Unfinished symphony: orchestras, audiences and amplification

Recent comments by the conductor of the Budapest Festival Orchestra, Ivan Fischer, anticipating that orchestras 'have only a few more decades left at most,' bring to mind an article several years ago, in which the late Jonathan Harvey proposed abandoning the idea of conventional audience behaviour at concert halls, in a bid to attract younger audiences. 


With developing young audiences of the future a concern for arts organisations, it is important to engage them without burying live experiences beneath all manner of stultifying conventions that will almost certainly put people off; younger audiences are potentially the Ticket-buyers of Tomorrow. The almost religious state of obeisance required to sit still and attentively through classical repertoire is alien to those who attend jazz gigs and rock concerts. Clap in the wrong place during a symphony, and you’re greeted with icy stares or patronising glances: clap after a particularly fine instrumental improvisation at a jazz gig, the musicians will nod their thanks.                       

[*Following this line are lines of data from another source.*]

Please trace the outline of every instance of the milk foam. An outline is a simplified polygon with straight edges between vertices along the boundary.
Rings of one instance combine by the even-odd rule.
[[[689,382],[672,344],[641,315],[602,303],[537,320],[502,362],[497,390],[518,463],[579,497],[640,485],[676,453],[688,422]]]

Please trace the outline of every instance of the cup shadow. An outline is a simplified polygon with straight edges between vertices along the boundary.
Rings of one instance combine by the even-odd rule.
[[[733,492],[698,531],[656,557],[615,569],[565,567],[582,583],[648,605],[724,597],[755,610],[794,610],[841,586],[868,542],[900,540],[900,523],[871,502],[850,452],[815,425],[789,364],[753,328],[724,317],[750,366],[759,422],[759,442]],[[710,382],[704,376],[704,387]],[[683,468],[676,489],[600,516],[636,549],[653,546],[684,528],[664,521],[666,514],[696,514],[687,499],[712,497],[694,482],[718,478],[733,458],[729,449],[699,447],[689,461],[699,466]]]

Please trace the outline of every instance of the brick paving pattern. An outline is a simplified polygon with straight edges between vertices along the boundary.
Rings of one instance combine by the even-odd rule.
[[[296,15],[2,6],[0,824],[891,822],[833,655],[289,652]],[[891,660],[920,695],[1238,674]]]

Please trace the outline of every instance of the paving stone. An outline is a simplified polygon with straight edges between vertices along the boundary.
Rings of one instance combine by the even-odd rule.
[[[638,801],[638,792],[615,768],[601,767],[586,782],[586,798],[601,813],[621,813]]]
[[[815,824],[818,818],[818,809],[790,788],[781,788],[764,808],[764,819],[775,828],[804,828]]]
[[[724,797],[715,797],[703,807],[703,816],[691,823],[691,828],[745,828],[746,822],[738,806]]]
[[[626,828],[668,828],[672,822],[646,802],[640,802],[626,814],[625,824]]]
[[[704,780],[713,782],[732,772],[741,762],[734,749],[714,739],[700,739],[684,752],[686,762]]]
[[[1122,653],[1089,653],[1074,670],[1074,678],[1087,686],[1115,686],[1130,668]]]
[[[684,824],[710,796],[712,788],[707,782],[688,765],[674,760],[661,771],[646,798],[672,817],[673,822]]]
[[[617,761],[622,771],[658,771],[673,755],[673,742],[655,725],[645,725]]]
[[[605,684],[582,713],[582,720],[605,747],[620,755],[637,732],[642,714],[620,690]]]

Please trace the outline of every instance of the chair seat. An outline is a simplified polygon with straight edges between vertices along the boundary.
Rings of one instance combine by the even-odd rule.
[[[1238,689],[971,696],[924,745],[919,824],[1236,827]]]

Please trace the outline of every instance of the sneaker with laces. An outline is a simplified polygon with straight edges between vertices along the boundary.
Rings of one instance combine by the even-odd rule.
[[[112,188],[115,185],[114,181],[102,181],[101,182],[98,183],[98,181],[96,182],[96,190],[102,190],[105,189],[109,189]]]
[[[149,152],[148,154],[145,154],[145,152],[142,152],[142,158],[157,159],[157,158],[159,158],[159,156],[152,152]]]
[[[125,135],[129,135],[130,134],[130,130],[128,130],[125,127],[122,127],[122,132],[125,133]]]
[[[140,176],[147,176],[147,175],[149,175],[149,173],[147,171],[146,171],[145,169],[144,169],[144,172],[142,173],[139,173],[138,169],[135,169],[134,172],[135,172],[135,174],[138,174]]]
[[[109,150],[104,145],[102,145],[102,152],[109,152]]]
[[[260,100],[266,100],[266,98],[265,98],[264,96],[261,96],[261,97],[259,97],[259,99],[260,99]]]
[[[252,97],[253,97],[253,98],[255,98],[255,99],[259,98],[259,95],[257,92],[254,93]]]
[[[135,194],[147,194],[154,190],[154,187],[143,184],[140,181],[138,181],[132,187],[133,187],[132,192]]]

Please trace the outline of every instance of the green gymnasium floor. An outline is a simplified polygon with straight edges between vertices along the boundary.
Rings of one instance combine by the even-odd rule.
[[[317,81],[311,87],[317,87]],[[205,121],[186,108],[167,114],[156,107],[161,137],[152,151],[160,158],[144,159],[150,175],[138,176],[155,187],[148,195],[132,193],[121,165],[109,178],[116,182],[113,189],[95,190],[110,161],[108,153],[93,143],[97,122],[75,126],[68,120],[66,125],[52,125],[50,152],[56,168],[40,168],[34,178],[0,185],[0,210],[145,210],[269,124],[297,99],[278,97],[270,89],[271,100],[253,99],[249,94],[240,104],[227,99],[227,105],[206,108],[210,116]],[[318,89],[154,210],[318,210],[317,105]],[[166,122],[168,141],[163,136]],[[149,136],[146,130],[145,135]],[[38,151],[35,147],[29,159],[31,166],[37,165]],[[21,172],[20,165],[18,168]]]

Harvey advocated amplifying music in performance, standard practice in rock and jazz gigs but greeted with a sharp intake of breath at classical concerts.


There is a big divide between amplified and non-amplified music. The future must bring things that are considered blasphemous, like amplifying classical music in an atmosphere where people can come and go … and certainly leave in the middle of a movement if they feel like it.


Leave in the middle if they feel like it ? Blasphemous indeed, perhaps – to some. But precisely this premise was part of Glass' Einstein on the Beach, written in 1976, the opera lasts for around five hours, and consists of nine scenes linked by short interludes known as ‘Knee Plays;’ there is no plot, and the audience members are free to enter and leave when they wish.


There is of course (but not always) something of a divide between audiences for classical concert repertoire and jazz and rock lovers: but as composers such as Mark-Anthony Turnage and Tansy Davies are proving, it’s not an insurmountable one. (Frank Zappa's The Yellow Shark, anyone ?) And if you go to a concert given by groups like Icebreaker or to hear music by Steve Reich, Steve Martland or Andriessen, amplification is almost de rigeur.


Fischer's comments echo Harvey's prediction that “if orchestras and conductors hang on to the orthodox method of performance they will end up playing to empty halls.” Whilst one hopes fervently that this will not be the case, there is perhaps some room to accommodate new ways of listening to music, in a way that will attract new audiences. Groups such as Ensemble Modern, Alarm Will Sound and Icebreaker emerged in response to a developing non-traditional orchestral repertoire. The Orchestra of the Age of Enlightenment's Night Shift programme presents classical music in a night club setting. As an expressive means, writing orchestral music continues to attract new composers; and the sound of a symphony orchestra in full flight can be a deeply thrilling experience.


Continuing to defy predictions of its demise, the orchestra still plays a part in contemporary music and in the concert-hall; keeping it that way is perhaps about how we present and programme them in the future. We're not finished with the orchestra yet.